As he has been making the rounds at his rallies, Trump frequently accuses the media of being biased and biased against him, and has also repeatedly attacked the legitimacy of the election results.
According a CNN/ORC poll released on Monday, 56 percent of Americans said the results were “unsatisfactory” or “very unsatisfactory” and 32 percent said they were “very” or slightly “unsurprising.”
The poll found that while 58 percent of Trump voters were “highly” dissatisfied with the election outcome, only 38 of them were “somewhat” or somewhat dissatisfied.
Another 36 percent of respondents who identified as “very angry” were not satisfied with the outcome.
In an interview with The New York Times last month, Trump told the newspaper that he would “absolutely” accept the results if they were the ones that were “unjustly” overturned.

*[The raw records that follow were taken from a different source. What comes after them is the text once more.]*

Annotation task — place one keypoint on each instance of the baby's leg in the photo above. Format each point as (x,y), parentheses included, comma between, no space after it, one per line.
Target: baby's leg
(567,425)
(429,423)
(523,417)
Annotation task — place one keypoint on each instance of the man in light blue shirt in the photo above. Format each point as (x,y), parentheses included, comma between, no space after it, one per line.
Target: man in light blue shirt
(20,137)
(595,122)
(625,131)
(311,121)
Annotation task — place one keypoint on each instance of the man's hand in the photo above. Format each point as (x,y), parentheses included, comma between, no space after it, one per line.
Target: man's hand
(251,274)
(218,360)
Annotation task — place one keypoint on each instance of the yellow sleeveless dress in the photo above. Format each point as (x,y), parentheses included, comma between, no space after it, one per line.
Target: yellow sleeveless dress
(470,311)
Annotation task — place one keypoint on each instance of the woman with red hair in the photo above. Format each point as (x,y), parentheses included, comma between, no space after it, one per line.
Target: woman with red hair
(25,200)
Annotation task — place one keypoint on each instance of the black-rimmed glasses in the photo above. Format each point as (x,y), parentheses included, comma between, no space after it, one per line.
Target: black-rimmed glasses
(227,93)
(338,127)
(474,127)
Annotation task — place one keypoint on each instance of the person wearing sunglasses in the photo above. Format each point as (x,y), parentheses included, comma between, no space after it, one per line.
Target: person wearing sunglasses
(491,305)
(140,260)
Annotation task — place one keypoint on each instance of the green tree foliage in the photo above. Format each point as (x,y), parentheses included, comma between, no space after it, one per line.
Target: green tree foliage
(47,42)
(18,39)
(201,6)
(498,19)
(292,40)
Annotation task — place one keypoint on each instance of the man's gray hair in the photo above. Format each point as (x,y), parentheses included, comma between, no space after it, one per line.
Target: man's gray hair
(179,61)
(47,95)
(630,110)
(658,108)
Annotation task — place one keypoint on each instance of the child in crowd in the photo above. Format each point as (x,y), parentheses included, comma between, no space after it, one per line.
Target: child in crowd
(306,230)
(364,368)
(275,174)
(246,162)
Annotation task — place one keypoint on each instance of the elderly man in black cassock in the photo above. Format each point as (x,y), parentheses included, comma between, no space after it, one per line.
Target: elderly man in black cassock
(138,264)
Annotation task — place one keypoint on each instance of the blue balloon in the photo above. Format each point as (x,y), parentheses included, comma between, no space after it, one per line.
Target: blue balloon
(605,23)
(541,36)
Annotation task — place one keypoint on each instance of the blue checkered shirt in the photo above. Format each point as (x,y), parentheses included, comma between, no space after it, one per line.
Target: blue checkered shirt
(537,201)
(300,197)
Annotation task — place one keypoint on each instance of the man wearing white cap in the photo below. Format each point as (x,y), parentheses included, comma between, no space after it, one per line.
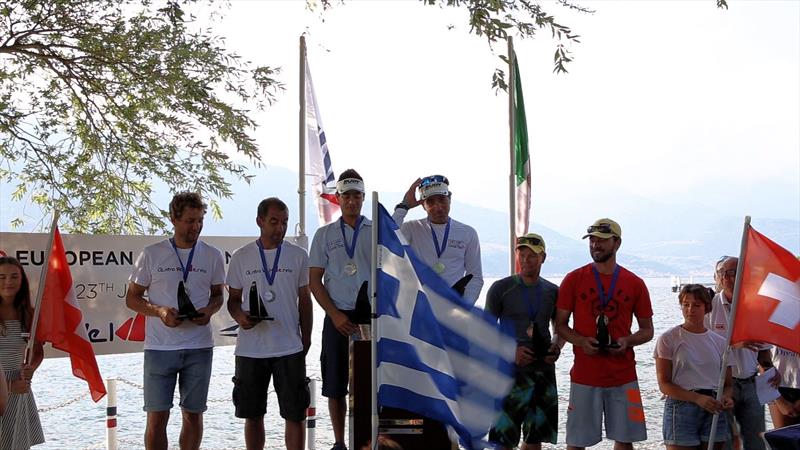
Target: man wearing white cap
(604,297)
(448,246)
(526,302)
(339,263)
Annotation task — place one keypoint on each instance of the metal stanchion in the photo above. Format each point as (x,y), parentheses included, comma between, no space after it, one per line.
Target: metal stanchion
(111,414)
(311,416)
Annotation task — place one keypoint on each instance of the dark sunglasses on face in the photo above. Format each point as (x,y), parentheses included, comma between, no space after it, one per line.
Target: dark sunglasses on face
(528,241)
(435,179)
(727,273)
(602,228)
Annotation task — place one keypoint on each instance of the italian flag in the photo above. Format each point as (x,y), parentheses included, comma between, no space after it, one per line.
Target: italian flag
(522,161)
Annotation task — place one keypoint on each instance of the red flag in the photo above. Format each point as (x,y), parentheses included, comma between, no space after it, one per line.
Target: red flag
(768,308)
(61,320)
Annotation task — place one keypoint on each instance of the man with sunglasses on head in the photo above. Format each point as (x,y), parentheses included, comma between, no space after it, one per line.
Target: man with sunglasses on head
(604,297)
(183,277)
(747,410)
(527,303)
(339,263)
(449,247)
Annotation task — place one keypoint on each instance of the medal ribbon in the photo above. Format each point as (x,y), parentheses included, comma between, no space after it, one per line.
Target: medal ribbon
(185,269)
(269,274)
(351,248)
(605,297)
(440,251)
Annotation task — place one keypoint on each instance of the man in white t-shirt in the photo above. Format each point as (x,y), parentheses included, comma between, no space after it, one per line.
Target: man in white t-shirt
(270,300)
(183,279)
(449,247)
(747,410)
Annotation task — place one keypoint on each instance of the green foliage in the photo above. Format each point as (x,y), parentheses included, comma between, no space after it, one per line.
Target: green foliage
(102,99)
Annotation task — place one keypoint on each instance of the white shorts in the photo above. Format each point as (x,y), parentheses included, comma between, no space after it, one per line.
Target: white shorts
(620,407)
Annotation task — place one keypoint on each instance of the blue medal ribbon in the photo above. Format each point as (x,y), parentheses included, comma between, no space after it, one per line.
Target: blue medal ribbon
(605,297)
(351,248)
(185,269)
(269,274)
(440,250)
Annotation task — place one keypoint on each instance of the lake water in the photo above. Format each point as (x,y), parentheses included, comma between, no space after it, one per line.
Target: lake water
(81,424)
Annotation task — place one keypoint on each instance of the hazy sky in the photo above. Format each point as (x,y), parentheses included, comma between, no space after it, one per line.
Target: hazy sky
(673,101)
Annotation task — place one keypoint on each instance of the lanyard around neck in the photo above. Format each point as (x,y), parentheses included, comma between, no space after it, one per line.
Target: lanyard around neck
(185,269)
(269,274)
(440,250)
(605,297)
(351,248)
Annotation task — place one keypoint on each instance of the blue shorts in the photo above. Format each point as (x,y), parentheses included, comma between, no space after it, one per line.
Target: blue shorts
(687,425)
(192,370)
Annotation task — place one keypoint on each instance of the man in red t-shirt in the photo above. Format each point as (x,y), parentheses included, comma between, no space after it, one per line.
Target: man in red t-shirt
(604,297)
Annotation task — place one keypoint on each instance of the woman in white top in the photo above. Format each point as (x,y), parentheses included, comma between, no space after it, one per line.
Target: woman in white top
(688,359)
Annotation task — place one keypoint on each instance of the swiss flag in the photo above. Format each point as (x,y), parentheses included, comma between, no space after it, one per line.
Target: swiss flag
(61,321)
(768,308)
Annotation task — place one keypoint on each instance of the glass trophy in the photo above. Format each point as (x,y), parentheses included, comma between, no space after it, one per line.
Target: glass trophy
(186,309)
(258,311)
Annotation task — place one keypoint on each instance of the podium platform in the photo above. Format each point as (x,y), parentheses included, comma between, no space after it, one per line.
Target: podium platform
(410,430)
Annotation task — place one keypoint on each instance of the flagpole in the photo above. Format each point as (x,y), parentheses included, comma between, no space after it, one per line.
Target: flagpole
(736,288)
(301,182)
(40,291)
(374,323)
(511,151)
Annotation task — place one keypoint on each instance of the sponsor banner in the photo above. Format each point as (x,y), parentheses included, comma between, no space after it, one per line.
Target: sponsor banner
(100,267)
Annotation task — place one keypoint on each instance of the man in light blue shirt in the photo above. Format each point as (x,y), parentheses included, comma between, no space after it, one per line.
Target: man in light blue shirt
(339,263)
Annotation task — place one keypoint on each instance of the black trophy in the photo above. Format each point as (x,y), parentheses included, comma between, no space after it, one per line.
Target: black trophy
(363,312)
(539,344)
(604,340)
(257,311)
(186,309)
(462,284)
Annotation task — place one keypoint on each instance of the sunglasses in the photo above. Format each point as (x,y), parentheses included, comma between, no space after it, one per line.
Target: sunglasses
(435,179)
(524,240)
(730,273)
(602,228)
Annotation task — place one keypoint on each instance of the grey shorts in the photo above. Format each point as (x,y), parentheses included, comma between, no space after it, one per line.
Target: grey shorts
(619,406)
(190,368)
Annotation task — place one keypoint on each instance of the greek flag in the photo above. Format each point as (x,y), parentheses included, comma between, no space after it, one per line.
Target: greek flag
(437,355)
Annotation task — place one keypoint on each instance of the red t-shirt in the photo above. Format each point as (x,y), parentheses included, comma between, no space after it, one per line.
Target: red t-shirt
(578,294)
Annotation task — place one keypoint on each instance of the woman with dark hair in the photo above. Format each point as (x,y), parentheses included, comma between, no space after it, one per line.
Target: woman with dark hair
(688,361)
(20,427)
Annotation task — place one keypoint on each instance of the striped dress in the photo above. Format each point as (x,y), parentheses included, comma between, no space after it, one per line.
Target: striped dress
(20,427)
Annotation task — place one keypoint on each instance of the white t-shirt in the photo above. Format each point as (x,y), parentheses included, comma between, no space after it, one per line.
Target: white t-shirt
(696,357)
(788,364)
(461,256)
(281,336)
(328,252)
(159,270)
(745,361)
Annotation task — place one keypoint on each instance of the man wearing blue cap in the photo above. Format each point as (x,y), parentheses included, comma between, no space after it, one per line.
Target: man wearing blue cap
(449,247)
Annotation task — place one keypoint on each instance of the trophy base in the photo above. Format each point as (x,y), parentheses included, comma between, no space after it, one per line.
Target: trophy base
(259,318)
(190,316)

But Trump has since been less explicit in his comments, suggesting that he could accept the outcome as he sees fit.
“If I win, I’ll accept the election, I’m not going to go after the results,” Trump told The Times.
“I’m going to accept it.
If I lose, I’ve got another fight.
And that’s fine with me.
And I’ll fight.”
Trump has made it clear that he believes that he will prevail in the November election, and that he intends to keep the momentum going in his campaign.
He has continued to speak to voters and engage with them on social media, and while he has not done so on the campaign trail, his supporters have made it very clear that they are not going away.
“When you look at how he’s going to continue to fight for you, how he is going to win, he will win,” Trump’s daughter Ivanka told The Associated Press last month.